It was for this reason, that Robin, the leader of the Teen Titans, was watching the city ice over from his bedroom window rather than is usual seat on the rooftops. Not that he'd been there alone for a while anyway. He still had the bruises from the last time he'd been up there.
It had been almost a year since Bruce, his mentor, had pulled him aside after a training session and had warned him about the tenuous and nearly always dangerous relationships heroes and villains shared. Batman didn't think of himself as a hero but that was aside the point. He had told him how some villains would rise above others in the atrocity of their crimes and how the more attention he paid to these villains, the more he would receive from them. An uncomfortable prospect to say the least.

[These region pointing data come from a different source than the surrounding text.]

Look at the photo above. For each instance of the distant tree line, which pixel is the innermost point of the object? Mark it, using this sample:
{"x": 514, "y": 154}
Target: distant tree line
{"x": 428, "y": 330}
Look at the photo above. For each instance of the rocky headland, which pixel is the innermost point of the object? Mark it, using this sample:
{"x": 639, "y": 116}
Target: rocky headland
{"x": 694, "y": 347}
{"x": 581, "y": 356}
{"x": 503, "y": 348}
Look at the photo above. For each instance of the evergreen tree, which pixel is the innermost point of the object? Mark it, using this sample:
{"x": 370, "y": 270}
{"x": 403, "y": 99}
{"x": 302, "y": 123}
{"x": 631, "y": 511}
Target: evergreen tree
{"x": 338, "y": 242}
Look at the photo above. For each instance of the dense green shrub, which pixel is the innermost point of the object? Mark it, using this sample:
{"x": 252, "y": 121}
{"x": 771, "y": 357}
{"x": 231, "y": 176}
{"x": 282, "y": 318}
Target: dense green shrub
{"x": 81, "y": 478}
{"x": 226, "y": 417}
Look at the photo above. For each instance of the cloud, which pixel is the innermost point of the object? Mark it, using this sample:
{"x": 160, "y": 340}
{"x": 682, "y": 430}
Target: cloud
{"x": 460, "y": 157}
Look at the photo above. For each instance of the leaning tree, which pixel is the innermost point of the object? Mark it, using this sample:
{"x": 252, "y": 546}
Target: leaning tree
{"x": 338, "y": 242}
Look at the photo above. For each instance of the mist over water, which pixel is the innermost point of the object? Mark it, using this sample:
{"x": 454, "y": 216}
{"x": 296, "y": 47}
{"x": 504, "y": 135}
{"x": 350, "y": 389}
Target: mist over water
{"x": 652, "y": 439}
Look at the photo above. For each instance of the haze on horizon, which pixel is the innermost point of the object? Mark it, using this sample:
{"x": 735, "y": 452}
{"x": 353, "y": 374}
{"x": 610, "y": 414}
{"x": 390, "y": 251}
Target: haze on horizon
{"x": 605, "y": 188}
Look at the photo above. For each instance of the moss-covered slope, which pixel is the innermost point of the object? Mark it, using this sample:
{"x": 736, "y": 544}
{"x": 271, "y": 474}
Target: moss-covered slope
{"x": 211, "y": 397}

Then Bruce had shifted and his voice had gone lower, his demeanour changed slightly and Robin knew that it was Batman, not Bruce who was speaking to him now. He told him how one day, if he gained a reputation for fighting crime (which he inevitably would) then he would one day meet an adversary beyond all others. An arch-nemesis. Someone who would test his limits and even make him question his own morality, his own code.
Someone who the media would like to label, the arch enemy.
When it came to fighting normal criminals (if any of the criminals in Gotham could be considered "normal") it was easy to beat them. Easy to find a flaw and exploit it. Easy to move on and forget whatever petty attempt the criminal had made to damage them. With an arch-enemy, it was a different matter entirely.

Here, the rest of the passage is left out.